Republicans have became more supportive of gay rights. On gays and lesbians in military service, Republicans shifted from a strongly anti-gay stance to, by May 2010, 60% support for repealing DADT.
But what about marriage equality?
National data show that, as public opinion has shifted on marriage, Republicans have not changed very much.
Public opinion on same-sex marriage has moved a great deal. Now national polls find over 50% support. Much of that change comes from younger age groups and there are clear differences by different generations. If one looks at particular age groups over time, it’s clear that opinion within age groups has also changed and has become more supportive of marriage equality.
But the partisan patterns — at least in national polls — show much greater change among Democrats and independents than Republicans.
Take, for example, these data from the Pew Forum on Religion and Public Life.
In these national data, Republican support for same-sex marriage has gone up a bit, but much less than other partisan groups.
Gallup, in comparing 2010 and 2011 attitudes found:
While big majorities of Democrats and young people support the idea of legalizing same-sex marriage, fewer than 4 in 10 Republicans and older Americans agree.
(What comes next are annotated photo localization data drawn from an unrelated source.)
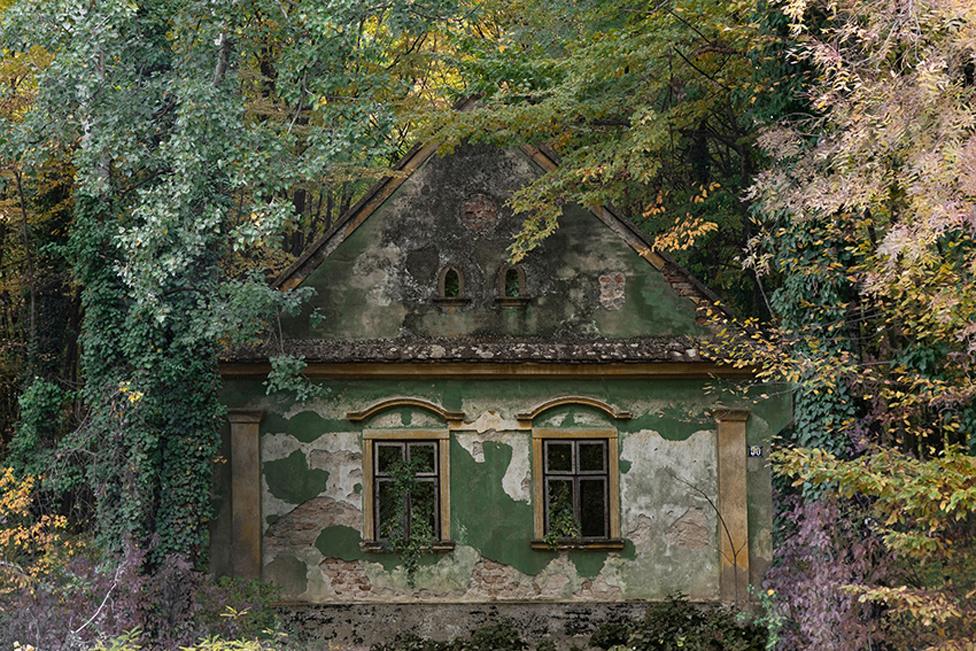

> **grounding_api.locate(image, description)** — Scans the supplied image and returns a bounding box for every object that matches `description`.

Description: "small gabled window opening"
[496,264,529,305]
[435,265,468,303]
[443,268,461,298]
[504,267,522,298]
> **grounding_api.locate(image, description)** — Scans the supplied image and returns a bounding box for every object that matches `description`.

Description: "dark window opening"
[542,439,609,540]
[438,266,464,299]
[497,264,527,301]
[504,267,522,297]
[374,441,440,541]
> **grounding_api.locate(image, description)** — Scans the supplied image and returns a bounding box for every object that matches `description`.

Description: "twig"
[73,562,124,635]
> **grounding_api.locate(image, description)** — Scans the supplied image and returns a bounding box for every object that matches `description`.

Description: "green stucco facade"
[218,378,789,602]
[215,144,792,606]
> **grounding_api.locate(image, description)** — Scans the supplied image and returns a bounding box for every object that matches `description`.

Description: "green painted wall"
[215,143,792,604]
[219,376,790,603]
[283,144,702,340]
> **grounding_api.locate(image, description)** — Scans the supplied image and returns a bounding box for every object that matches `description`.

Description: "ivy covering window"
[543,439,609,539]
[374,440,440,541]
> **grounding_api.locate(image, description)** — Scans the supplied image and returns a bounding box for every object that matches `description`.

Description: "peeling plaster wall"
[218,377,791,605]
[283,144,702,340]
Republicans in particular seem fixed in their opinions; there was no change at all in their support level this year, while independents’ and Democrats’ support jumped by double-digit margins.
In other words, both Pew and Gallup found that, nationally, Republicans’ views were very stable and, as a whole, opposed marriage for gays and lesbians.
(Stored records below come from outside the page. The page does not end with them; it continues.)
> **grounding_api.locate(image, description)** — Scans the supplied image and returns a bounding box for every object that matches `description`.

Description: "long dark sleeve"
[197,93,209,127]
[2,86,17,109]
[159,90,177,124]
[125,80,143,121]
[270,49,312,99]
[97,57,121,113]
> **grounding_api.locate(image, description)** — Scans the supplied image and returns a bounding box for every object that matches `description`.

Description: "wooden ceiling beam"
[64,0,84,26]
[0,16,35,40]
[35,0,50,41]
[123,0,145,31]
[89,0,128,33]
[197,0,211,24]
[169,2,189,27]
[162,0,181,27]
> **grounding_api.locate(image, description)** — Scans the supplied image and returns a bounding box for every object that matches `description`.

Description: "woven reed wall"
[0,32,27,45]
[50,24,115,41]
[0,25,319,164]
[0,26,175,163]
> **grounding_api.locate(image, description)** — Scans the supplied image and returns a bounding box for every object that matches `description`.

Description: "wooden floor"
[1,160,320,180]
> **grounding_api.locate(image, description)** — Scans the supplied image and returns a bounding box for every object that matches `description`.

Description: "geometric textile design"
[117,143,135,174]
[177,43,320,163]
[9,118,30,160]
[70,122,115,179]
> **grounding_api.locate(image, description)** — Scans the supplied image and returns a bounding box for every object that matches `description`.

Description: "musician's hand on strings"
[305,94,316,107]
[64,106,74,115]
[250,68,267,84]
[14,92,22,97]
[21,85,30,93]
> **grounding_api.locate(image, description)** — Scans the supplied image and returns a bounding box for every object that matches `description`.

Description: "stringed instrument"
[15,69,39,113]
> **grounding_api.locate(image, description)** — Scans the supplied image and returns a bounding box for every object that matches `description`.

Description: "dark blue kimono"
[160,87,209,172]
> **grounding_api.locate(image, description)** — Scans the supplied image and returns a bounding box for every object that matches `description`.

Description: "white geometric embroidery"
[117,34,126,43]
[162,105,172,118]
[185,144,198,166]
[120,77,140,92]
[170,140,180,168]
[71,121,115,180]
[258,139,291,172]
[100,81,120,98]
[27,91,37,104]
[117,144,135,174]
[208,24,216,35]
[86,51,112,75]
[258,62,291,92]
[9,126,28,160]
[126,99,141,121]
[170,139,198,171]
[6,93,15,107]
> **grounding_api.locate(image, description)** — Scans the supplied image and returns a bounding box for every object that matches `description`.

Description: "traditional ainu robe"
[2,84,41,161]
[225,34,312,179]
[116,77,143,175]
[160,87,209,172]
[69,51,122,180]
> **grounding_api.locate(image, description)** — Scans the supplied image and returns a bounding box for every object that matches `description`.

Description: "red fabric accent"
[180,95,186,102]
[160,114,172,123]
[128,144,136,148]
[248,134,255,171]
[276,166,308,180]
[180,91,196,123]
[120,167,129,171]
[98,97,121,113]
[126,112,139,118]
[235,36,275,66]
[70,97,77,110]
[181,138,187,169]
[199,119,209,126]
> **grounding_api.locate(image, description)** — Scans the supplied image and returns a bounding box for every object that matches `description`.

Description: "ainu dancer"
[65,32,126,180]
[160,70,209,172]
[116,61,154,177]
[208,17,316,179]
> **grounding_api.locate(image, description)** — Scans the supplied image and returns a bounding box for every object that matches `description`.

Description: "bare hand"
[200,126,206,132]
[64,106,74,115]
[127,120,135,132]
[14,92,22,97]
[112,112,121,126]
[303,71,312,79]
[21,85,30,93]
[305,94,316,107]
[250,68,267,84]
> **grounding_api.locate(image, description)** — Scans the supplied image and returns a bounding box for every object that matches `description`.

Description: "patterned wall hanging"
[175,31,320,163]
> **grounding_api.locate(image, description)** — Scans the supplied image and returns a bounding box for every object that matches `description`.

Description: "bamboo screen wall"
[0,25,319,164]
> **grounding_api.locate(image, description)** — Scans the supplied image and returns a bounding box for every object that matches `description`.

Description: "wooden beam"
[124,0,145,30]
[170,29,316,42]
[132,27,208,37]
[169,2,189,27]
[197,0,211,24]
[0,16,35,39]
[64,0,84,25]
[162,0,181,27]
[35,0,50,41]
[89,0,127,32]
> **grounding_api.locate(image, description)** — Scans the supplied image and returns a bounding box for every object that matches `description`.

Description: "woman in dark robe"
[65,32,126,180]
Does this mean that Maine Republicans are also stable in their opposition?
On the one hand, Maine Republicans are more socially moderate than the national party. While there is a segment of the party made up of social conservatives, whose views are based in religion, it doesn’t define the Maine Republican party to the same extent.
Furthermore, young Maine Republicans are likely to have more socially moderate views. While this is purely anecdotal, I can recall a debate a few years ago between UMaine College Republicans and Democrats. They disagreed on almost everything — except for marriage equality. Both supported it.
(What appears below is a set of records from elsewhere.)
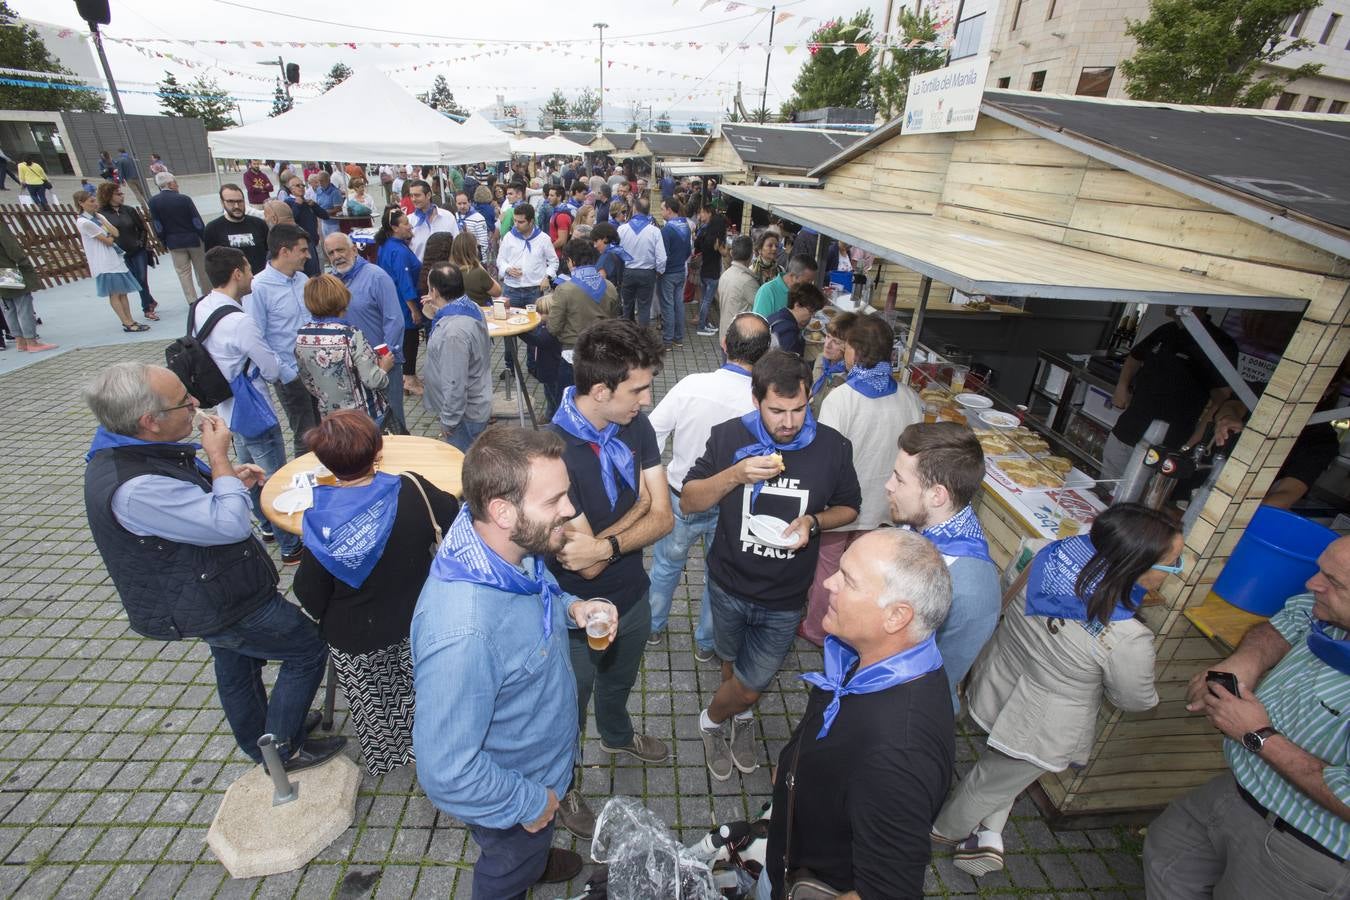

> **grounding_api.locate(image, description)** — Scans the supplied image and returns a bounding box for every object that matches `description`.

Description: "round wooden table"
[259,435,464,536]
[487,309,543,427]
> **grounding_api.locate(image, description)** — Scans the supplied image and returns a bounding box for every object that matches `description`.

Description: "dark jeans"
[26,185,48,209]
[383,359,408,435]
[124,248,156,313]
[442,417,489,452]
[403,326,421,376]
[502,285,541,375]
[273,377,321,458]
[568,592,651,746]
[619,268,657,326]
[468,820,555,900]
[698,276,719,329]
[199,592,329,763]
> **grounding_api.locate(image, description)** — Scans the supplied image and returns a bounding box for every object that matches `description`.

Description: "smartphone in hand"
[1206,670,1240,697]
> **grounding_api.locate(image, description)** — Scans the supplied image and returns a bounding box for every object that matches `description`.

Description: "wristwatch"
[605,535,622,563]
[808,514,821,538]
[1242,726,1280,754]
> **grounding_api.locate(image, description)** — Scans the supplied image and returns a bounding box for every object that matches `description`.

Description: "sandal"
[122,322,150,332]
[144,310,160,320]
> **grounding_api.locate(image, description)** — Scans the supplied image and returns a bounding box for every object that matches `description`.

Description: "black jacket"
[147,189,204,249]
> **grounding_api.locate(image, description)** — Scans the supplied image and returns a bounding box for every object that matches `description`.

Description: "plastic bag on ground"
[590,796,720,900]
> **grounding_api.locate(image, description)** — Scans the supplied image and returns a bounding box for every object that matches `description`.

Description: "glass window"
[1321,13,1342,44]
[1304,96,1325,113]
[950,13,986,60]
[1011,0,1027,31]
[1075,67,1115,97]
[1289,9,1310,36]
[1329,100,1347,115]
[997,76,1011,88]
[1029,70,1047,92]
[1275,92,1298,110]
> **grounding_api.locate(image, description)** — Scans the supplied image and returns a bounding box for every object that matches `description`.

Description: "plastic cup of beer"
[314,464,337,487]
[923,401,939,424]
[585,607,614,651]
[949,364,970,393]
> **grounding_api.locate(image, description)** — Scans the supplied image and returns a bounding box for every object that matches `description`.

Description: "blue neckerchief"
[719,363,750,376]
[812,359,846,395]
[665,217,690,240]
[412,206,434,228]
[474,201,496,231]
[569,265,606,301]
[732,408,817,502]
[922,505,993,565]
[628,213,652,234]
[85,427,211,477]
[551,387,636,509]
[561,199,580,215]
[600,244,633,265]
[801,635,944,739]
[1308,616,1350,675]
[335,256,367,285]
[845,361,898,398]
[515,226,543,253]
[301,472,401,588]
[427,296,484,336]
[1024,535,1143,622]
[429,505,559,638]
[309,315,348,325]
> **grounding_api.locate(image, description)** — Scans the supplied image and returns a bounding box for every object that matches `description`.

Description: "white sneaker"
[952,828,1005,876]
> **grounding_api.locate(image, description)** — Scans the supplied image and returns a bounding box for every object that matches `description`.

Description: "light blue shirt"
[618,219,667,273]
[338,261,405,364]
[244,264,309,383]
[112,473,254,546]
[312,183,344,235]
[411,563,581,829]
[934,555,1002,714]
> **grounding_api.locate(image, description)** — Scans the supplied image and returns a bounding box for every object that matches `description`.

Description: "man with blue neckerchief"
[1144,536,1350,898]
[682,349,861,782]
[756,529,955,900]
[412,426,615,898]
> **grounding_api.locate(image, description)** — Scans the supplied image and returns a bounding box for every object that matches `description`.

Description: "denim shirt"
[410,561,580,829]
[244,264,309,383]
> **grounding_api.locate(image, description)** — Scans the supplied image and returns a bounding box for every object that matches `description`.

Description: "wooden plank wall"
[824,116,1350,818]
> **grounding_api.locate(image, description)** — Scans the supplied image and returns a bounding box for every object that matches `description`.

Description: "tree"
[625,100,644,133]
[1121,0,1323,107]
[569,88,600,131]
[687,121,710,135]
[539,89,569,129]
[780,11,874,120]
[322,62,353,93]
[0,1,104,112]
[418,75,467,117]
[156,71,236,130]
[870,8,949,120]
[269,80,293,118]
[653,114,672,133]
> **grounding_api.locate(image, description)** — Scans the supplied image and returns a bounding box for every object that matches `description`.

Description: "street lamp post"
[73,2,154,206]
[594,22,608,131]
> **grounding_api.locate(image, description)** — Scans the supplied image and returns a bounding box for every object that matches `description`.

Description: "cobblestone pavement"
[0,326,1148,898]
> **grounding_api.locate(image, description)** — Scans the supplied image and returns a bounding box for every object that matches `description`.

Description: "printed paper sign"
[902,56,991,135]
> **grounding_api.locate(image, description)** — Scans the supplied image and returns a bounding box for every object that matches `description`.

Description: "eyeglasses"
[1151,553,1186,575]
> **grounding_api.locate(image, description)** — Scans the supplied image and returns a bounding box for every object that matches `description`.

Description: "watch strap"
[606,535,621,562]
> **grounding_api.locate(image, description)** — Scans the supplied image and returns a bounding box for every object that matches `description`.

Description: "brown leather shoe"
[537,847,583,884]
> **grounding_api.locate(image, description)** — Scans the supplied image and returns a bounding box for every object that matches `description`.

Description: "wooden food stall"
[719,91,1350,823]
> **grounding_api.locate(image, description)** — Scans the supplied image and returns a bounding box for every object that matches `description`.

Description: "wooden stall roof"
[718,184,1303,309]
[668,162,745,177]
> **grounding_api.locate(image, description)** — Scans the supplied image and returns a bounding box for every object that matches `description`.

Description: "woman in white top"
[800,314,922,644]
[344,177,380,218]
[932,503,1181,877]
[73,190,149,332]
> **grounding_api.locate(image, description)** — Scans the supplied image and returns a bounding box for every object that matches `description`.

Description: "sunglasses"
[1151,553,1186,575]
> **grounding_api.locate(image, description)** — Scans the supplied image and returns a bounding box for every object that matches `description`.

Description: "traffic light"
[74,0,111,25]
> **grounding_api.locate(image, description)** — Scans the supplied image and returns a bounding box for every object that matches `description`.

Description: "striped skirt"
[330,638,415,776]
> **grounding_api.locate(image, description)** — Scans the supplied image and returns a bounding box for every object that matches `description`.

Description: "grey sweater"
[422,314,493,431]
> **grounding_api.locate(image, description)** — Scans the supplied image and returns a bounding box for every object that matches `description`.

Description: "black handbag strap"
[782,730,806,891]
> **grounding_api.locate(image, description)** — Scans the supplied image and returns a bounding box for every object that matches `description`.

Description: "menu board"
[982,457,1106,540]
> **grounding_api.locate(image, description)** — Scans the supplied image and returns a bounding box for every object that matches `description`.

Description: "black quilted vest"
[84,442,278,639]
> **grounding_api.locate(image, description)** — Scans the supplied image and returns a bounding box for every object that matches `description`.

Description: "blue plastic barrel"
[827,271,853,293]
[1212,506,1337,615]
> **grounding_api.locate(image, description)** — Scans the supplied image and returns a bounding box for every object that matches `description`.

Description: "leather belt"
[1237,784,1345,863]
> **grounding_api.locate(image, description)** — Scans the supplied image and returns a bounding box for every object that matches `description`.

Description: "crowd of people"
[65,151,1349,900]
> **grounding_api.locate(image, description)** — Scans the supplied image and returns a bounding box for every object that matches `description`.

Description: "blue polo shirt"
[547,413,660,613]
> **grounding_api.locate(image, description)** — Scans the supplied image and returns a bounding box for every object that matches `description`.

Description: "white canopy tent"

On the other hand, a recent Critical Insights poll, which found that 57% of Mainers supported same-sex marriage, discovered support for this position from 77% of Democrats, 63% of independents/unenrolleds, and 30% of Republicans.
Thus Maine Republicans support marriage equality more than Republicans in the nation overall. And, while some have changed their views, most still oppose it in 2012.
A few final notes:
One, to some extent, one should be wary of comparing views by party from year to year. People can leave or decide to identify with a political party, so these are not exactly the same people. (See Gallup data on shifts in partisan identification, 1988-2011.) However, looking at partisan patterns on marriage equality gives one a rough sense of the political dynamics of the issue.
Two, I expect to see additional shifts in the coming years. One driver will be generational change, as today’s young Republicans get older and constitute a larger share of the party. With DADT, Republicans as a group moved on gay rights and the same is likely on marriage.